Due to the number of variables (42 in total) in each of the ten predictor models, automated variable selection is necessary to select the most skillful combination of predictors while maintaining some degree of parsimony. The stepAIC (Akaike Information Criterion) R function (MASS package65) applies a backward and forward stepwise search to select the most appropriate combination of predictors, using the AIC66 as a selection criterion for determining when the variable elimination procedure should stop. Poisson regression is then applied using the selected covariates to generate a predicted TC time series. This methodology is applied independently for each of the eight regions, ten predictor models and for all model lead times (nine in total).

The above methodology is initially applied in training mode, where the generalised linear model is fitted to the entire time series (1987–2020). The resultant prediction is referred to as the ‘training’ prediction. The leave-one-out cross-validation (LOOCV67) is also applied using the selected predictors from the variable selection methodology outlined above. Using this approach, the model is trained using n − 1 seasons to produce a hindcast number of events and is iteratively applied in a jackknife fashion to hindcast every historical season in the record68,69 (e.g. 51 seasons when applied between 1970 and 2020). This is referred to as the ‘LOOCV’ prediction.

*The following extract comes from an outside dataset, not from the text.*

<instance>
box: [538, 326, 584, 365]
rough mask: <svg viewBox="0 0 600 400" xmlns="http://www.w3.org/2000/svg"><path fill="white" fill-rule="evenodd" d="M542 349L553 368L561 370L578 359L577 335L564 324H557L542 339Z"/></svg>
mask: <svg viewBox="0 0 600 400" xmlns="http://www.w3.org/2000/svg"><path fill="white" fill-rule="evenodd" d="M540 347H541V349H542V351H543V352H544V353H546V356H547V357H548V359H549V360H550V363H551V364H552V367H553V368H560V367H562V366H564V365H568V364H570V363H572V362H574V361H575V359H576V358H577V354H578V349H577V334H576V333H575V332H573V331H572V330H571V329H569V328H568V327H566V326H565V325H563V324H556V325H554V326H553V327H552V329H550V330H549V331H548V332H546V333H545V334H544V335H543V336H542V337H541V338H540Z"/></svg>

For both training and LOOCV prediction time series, model skill is tested using a number of criteria including:

  1. 1.

    Pearson correlation coefficient (r; training prediction/LOOCV prediction vs. observed TCs);

  2. 2.

    Mean absolute error (MAE);

  3. 3.

    Skill score (SS): Following70, SS is defined as:

    $$SS=1- \frac{{MSE}_{f}}{{MSE}_{c}},$$
    (3)

    where MSEf is:

    $${\text{MSE}}_{\text{f}}=\frac{1}{{\text{N}}}\sum_{\text{i=1}}^{\text{N}}{\left({\text{f}}_{\text{i}}-{\text{O}}_{\text{i}}\right)}^{2}$$
    (4)

    where fi and Oi are the ith prediction and observation, respectively. Similarly, MSEc is defined by the substitution of climatological values for the predictions, fi, in Eq. (4), such that:

    $${MSE}_{c}= \frac{1}{N} \sum_{i=1}^{N}{(\overline{O }- {O}_{i})}^{2},$$
    (5)

    where the climatological prediction is defined by

    $$\overline{O }=\frac{1}{N}\sum_{i=1}^{N}{O}_{i}.$$
    (6)

    A SS of 1.0 (100%) indicates a perfect prediction and negative values indicate predictions that are less accurate than climatology70.

  4. 4.

    Strike rate: exact (SR-E), the percentage of seasons where the prediction (training/LOOCV) exactly matches the observation;

  5. 5.

    Strike rate ± 1 (SR ± 1): the percentage of seasons for which the training/LOOCV prediction is ± 1 from the observation.

For each outlook region, model initialisation period and TC category, the skill of each of the ten predictor models are evaluated for both the training and LOOCV predictions. The model with the highest LOOCV SS is selected as the best performing model and skill statistics are reported. The difference in finite-sample corrected AIC (AICc)66 between the intercept only and the best performing model is checked to ensure models are not overfitted (AICc values ≥ 10 indicate models are not overfitted).